TheCorporateCounsel.net

January 23, 2023

The State of Corporate ESG Programs

Thompson Hine recently released its second annual survey of corporate ESG programs. The survey addresses a variety of issues associated with those programs.  Here are some of the highlights:

– The top current challenge for respondent private companies is Data Collection (20%) (but not Data Verification (only 2%)), followed by Green Initiatives and Staffing (12% each), and Talent Management/Human Capital and Regulatory Activity (10% each). Risk Management is also a concern (8%).

– Public companies report currently being most concerned with Green Initiatives (23%), followed by Data Verification (15%), Regulatory Activity (13%) and Talent Management/Human Capital (8%).

– Private company respondents reveal that their CEO usually has primary responsibility for ESG oversight (35%, compared to 31% last year). However, while 25% of public companies surveyed last year said their CEO had primary ESG responsibility, this year that number dropped to only 8%, with the Chief Sustainability Officer assuming that role 28% of the time.

– While the majority of respondent companies are not yet seeking ESG information or obligations through their contractual arrangements, 24% of private companies and 31% of public companies report they are doing so.

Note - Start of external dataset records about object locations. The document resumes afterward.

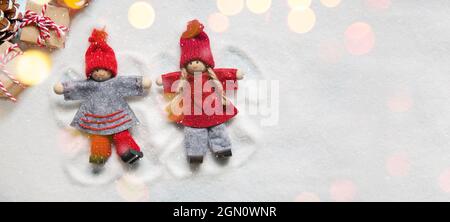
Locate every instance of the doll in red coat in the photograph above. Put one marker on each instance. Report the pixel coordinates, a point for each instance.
(200, 103)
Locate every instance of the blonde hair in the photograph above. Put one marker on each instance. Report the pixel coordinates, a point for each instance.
(181, 84)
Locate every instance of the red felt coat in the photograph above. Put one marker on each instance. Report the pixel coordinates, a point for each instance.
(201, 115)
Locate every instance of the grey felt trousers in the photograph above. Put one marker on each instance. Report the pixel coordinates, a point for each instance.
(197, 140)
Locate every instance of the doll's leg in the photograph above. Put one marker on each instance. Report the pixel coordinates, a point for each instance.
(126, 147)
(100, 149)
(196, 143)
(219, 141)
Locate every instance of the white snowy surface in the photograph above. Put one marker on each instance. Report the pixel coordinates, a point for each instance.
(360, 128)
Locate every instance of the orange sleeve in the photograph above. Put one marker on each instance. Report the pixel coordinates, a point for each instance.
(228, 78)
(169, 79)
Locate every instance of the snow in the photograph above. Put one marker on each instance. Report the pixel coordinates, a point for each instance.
(369, 127)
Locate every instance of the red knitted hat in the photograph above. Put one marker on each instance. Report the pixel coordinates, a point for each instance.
(195, 45)
(99, 55)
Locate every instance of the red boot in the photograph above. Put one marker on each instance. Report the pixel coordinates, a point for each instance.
(126, 147)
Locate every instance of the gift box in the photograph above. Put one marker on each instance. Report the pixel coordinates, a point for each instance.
(72, 5)
(57, 23)
(9, 85)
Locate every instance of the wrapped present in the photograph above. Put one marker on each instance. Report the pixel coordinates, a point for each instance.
(73, 5)
(10, 87)
(45, 25)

– 53% of respondent companies’ customers are not currently requiring them to report ESG information, but 34% of customers are asking for information on GHG emissions, 25% want DEI data and 21% are concerned about human capital.

Of course, the elephant in the room this year when it comes to corporate ESG programs is the looming adoption of the SEC’s proposed climate disclosure rules. That’s not lost on survey respondents – not only are 79% of public companies preparing to follow the mandates of the draft SEC rule, but so are 30% of private companies.